Views: 4
A fuga dos imigrantes e como nos preparamos para empobrecer
Está em Portugal há 15 anos.
Tem a mercearia na esquina em frente à minha casa e não há vizinho que não o encontre disponível para dois dedos de conversa.
Os mais velhos habituaram-se a que peça a um dos seus trabalhadores para lhes levar a casa as compras quando o peso é muito,
os mais novos sabem que sairão de lá com um rebuçado ou um chupa-chupa.
Vibra com a Seleção Nacional.
Domina o português.
Esta semana, soube que está a pensar ir-se embora.
Não para o Bangladesh, de onde veio, mas para o Reino Unido.
O senhorio não para de aumentar a renda.
Já paga mais de três mil euros pela loja.
As margens são curtas.
E, mais importante do que tudo, deixou de se sentir bem-vindo.
“No Reino Unido, há mayors que vêm do Bangladesh ou de outros países muçulmanos. É normal”,
comentou na loja com um cliente, enquanto ia pesando a fruta.
A ideia de que ele pode estar de saída angustiou-me.
Ele chegou ao bairro muito antes de mim e já faz parte da paisagem.
A mercearia da esquina é um lugar de encontro, um sítio onde as pessoas se sentem bem, onde há pertença.
Não é uma daquelas lojas tradicionais, que apareciam nos filmes a preto e branco,
com um senhor de bigode e lápis atrás da orelha a vender fiado.

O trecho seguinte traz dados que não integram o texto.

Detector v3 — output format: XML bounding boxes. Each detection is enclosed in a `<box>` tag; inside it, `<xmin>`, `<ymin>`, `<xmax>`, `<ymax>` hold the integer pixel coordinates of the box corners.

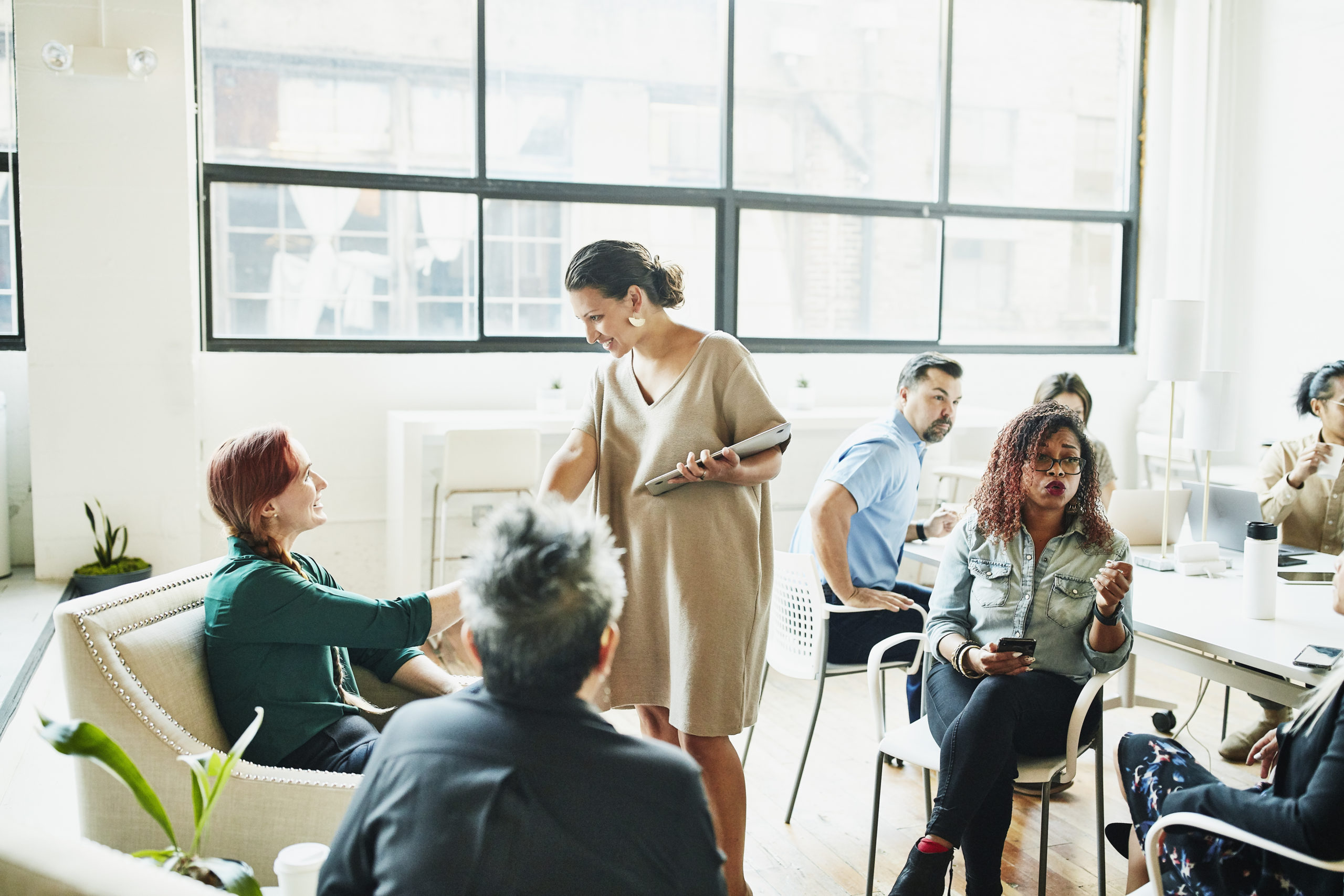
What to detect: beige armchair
<box><xmin>55</xmin><ymin>560</ymin><xmax>424</xmax><ymax>886</ymax></box>
<box><xmin>0</xmin><ymin>821</ymin><xmax>220</xmax><ymax>896</ymax></box>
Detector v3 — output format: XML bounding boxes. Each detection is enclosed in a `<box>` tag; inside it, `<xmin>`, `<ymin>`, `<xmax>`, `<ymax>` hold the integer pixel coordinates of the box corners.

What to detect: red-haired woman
<box><xmin>206</xmin><ymin>426</ymin><xmax>461</xmax><ymax>773</ymax></box>
<box><xmin>891</xmin><ymin>402</ymin><xmax>1133</xmax><ymax>896</ymax></box>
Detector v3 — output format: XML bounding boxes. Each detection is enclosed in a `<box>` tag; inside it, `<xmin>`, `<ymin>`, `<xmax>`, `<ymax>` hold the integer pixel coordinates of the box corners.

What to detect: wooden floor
<box><xmin>0</xmin><ymin>631</ymin><xmax>1259</xmax><ymax>896</ymax></box>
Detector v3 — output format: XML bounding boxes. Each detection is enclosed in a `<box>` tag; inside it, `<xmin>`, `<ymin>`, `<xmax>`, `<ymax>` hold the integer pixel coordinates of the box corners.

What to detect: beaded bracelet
<box><xmin>951</xmin><ymin>641</ymin><xmax>985</xmax><ymax>678</ymax></box>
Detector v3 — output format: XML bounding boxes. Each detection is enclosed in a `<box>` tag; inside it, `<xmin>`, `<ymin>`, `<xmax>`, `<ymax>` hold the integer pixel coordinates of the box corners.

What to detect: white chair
<box><xmin>429</xmin><ymin>430</ymin><xmax>542</xmax><ymax>588</ymax></box>
<box><xmin>742</xmin><ymin>551</ymin><xmax>929</xmax><ymax>825</ymax></box>
<box><xmin>1135</xmin><ymin>811</ymin><xmax>1344</xmax><ymax>896</ymax></box>
<box><xmin>864</xmin><ymin>634</ymin><xmax>1114</xmax><ymax>896</ymax></box>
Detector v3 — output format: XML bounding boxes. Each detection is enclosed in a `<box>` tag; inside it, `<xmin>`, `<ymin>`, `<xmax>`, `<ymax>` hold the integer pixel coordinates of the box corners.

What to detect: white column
<box><xmin>15</xmin><ymin>0</ymin><xmax>200</xmax><ymax>577</ymax></box>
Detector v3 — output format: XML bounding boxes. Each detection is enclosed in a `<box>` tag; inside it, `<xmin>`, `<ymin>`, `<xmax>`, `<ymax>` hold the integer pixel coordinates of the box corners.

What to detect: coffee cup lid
<box><xmin>274</xmin><ymin>844</ymin><xmax>331</xmax><ymax>874</ymax></box>
<box><xmin>1246</xmin><ymin>523</ymin><xmax>1278</xmax><ymax>541</ymax></box>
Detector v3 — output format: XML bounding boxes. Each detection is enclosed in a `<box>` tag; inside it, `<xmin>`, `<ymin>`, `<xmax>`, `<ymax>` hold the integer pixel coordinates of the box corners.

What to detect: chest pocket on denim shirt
<box><xmin>967</xmin><ymin>557</ymin><xmax>1012</xmax><ymax>607</ymax></box>
<box><xmin>1046</xmin><ymin>572</ymin><xmax>1097</xmax><ymax>629</ymax></box>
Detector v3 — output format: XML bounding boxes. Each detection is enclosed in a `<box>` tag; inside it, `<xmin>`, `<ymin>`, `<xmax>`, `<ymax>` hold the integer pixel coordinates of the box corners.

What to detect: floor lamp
<box><xmin>1176</xmin><ymin>371</ymin><xmax>1236</xmax><ymax>575</ymax></box>
<box><xmin>1135</xmin><ymin>300</ymin><xmax>1204</xmax><ymax>571</ymax></box>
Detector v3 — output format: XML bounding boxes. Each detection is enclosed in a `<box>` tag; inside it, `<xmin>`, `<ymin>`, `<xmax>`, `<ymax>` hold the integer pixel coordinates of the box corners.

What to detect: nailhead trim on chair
<box><xmin>75</xmin><ymin>572</ymin><xmax>363</xmax><ymax>790</ymax></box>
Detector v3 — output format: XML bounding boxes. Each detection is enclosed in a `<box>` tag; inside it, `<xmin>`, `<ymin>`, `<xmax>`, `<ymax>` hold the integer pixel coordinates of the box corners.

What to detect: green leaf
<box><xmin>194</xmin><ymin>858</ymin><xmax>261</xmax><ymax>896</ymax></box>
<box><xmin>38</xmin><ymin>712</ymin><xmax>177</xmax><ymax>846</ymax></box>
<box><xmin>177</xmin><ymin>751</ymin><xmax>215</xmax><ymax>855</ymax></box>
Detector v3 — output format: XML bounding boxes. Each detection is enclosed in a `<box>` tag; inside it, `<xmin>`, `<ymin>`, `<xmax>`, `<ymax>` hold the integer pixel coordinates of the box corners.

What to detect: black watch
<box><xmin>1093</xmin><ymin>600</ymin><xmax>1125</xmax><ymax>626</ymax></box>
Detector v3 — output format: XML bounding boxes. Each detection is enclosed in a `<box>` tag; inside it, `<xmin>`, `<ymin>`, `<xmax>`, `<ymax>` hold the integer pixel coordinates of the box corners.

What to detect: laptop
<box><xmin>1181</xmin><ymin>481</ymin><xmax>1315</xmax><ymax>557</ymax></box>
<box><xmin>1106</xmin><ymin>489</ymin><xmax>1193</xmax><ymax>545</ymax></box>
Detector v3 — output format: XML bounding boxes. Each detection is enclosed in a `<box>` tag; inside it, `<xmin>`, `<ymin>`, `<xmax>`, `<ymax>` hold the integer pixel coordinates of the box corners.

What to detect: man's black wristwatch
<box><xmin>1093</xmin><ymin>600</ymin><xmax>1125</xmax><ymax>626</ymax></box>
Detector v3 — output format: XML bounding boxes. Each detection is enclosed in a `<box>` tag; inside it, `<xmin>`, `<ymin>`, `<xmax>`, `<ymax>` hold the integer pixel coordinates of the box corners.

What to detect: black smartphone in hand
<box><xmin>999</xmin><ymin>638</ymin><xmax>1036</xmax><ymax>657</ymax></box>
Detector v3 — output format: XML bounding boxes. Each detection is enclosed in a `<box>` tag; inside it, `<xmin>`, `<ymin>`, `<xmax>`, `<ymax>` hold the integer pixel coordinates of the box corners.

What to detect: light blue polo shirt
<box><xmin>789</xmin><ymin>410</ymin><xmax>925</xmax><ymax>588</ymax></box>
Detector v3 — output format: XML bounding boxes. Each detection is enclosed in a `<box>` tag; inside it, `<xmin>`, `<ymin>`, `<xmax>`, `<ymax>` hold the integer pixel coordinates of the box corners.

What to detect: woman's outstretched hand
<box><xmin>1246</xmin><ymin>728</ymin><xmax>1278</xmax><ymax>779</ymax></box>
<box><xmin>668</xmin><ymin>449</ymin><xmax>742</xmax><ymax>485</ymax></box>
<box><xmin>967</xmin><ymin>641</ymin><xmax>1036</xmax><ymax>676</ymax></box>
<box><xmin>1093</xmin><ymin>560</ymin><xmax>1135</xmax><ymax>617</ymax></box>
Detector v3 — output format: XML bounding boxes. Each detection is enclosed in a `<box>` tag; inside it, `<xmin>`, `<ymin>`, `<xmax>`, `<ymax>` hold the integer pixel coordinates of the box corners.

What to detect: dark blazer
<box><xmin>1162</xmin><ymin>689</ymin><xmax>1344</xmax><ymax>896</ymax></box>
<box><xmin>319</xmin><ymin>684</ymin><xmax>727</xmax><ymax>896</ymax></box>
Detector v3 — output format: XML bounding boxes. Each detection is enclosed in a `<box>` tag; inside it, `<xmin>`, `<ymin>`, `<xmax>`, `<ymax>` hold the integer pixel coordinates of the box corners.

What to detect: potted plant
<box><xmin>74</xmin><ymin>500</ymin><xmax>154</xmax><ymax>594</ymax></box>
<box><xmin>789</xmin><ymin>373</ymin><xmax>817</xmax><ymax>411</ymax></box>
<box><xmin>38</xmin><ymin>707</ymin><xmax>264</xmax><ymax>896</ymax></box>
<box><xmin>536</xmin><ymin>376</ymin><xmax>564</xmax><ymax>414</ymax></box>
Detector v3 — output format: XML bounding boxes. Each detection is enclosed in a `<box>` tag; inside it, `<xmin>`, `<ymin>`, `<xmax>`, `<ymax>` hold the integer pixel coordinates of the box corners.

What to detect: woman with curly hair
<box><xmin>891</xmin><ymin>402</ymin><xmax>1133</xmax><ymax>896</ymax></box>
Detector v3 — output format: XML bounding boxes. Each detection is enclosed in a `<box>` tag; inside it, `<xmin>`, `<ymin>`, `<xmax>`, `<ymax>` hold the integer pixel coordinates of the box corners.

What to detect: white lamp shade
<box><xmin>1148</xmin><ymin>300</ymin><xmax>1204</xmax><ymax>383</ymax></box>
<box><xmin>1184</xmin><ymin>371</ymin><xmax>1236</xmax><ymax>451</ymax></box>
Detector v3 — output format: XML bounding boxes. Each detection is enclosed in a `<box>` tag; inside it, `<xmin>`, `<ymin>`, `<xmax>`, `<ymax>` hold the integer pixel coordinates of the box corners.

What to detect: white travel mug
<box><xmin>1242</xmin><ymin>523</ymin><xmax>1278</xmax><ymax>619</ymax></box>
<box><xmin>276</xmin><ymin>844</ymin><xmax>331</xmax><ymax>896</ymax></box>
<box><xmin>1316</xmin><ymin>442</ymin><xmax>1344</xmax><ymax>480</ymax></box>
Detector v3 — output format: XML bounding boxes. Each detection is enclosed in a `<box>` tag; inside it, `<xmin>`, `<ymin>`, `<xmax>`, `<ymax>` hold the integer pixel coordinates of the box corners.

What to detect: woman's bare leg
<box><xmin>634</xmin><ymin>704</ymin><xmax>681</xmax><ymax>747</ymax></box>
<box><xmin>1125</xmin><ymin>827</ymin><xmax>1148</xmax><ymax>893</ymax></box>
<box><xmin>681</xmin><ymin>732</ymin><xmax>751</xmax><ymax>896</ymax></box>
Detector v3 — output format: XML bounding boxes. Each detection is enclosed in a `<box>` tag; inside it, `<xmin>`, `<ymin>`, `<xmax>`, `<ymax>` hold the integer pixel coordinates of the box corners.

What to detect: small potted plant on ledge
<box><xmin>74</xmin><ymin>500</ymin><xmax>154</xmax><ymax>594</ymax></box>
<box><xmin>536</xmin><ymin>376</ymin><xmax>564</xmax><ymax>414</ymax></box>
<box><xmin>789</xmin><ymin>373</ymin><xmax>817</xmax><ymax>411</ymax></box>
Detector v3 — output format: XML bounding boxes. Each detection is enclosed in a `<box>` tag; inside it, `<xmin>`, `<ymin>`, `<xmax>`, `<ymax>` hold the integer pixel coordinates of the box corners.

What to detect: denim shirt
<box><xmin>929</xmin><ymin>511</ymin><xmax>1135</xmax><ymax>684</ymax></box>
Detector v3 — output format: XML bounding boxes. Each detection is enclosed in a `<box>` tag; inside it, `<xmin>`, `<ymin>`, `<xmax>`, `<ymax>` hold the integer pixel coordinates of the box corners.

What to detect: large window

É um espaço onde os trabalhadores têm várias cores,
onde às vezes um deles ouve música africana ou outro acompanha, rindo, um vídeo no telefone,
com piadas ditas numa língua que me é incompreensível.
E, no entanto, eles são o bairro.
A forma como tratam quem entra, como ajudam quem precisa, o sorriso que partilham, é comunidade.
E isso é ser do bairro.
Na outra esquina do prédio, há um pequeno cabeleireiro, cheio de trabalhadoras brasileiras.
Esta semana, falavam sobre os amigos que começam a voltar ao Brasil
ou a procurar outros destinos de emigração.
“Isto está a ficar muito duro”, comenta uma delas.
O isto são, claro, as regras mais apertadas na imigração,
mas sobretudo o discurso mais tenso,
o preço da habitação, a conta do supermercado.
Uma das manicures está cá há 20 anos.
Já passou antes por Londres, mas não se adaptou.
“Clima frio, pessoas frias.”
E pela Alemanha.
Mas é aqui que se sente em casa.
Há umas semanas, esteve de férias na Alemanha.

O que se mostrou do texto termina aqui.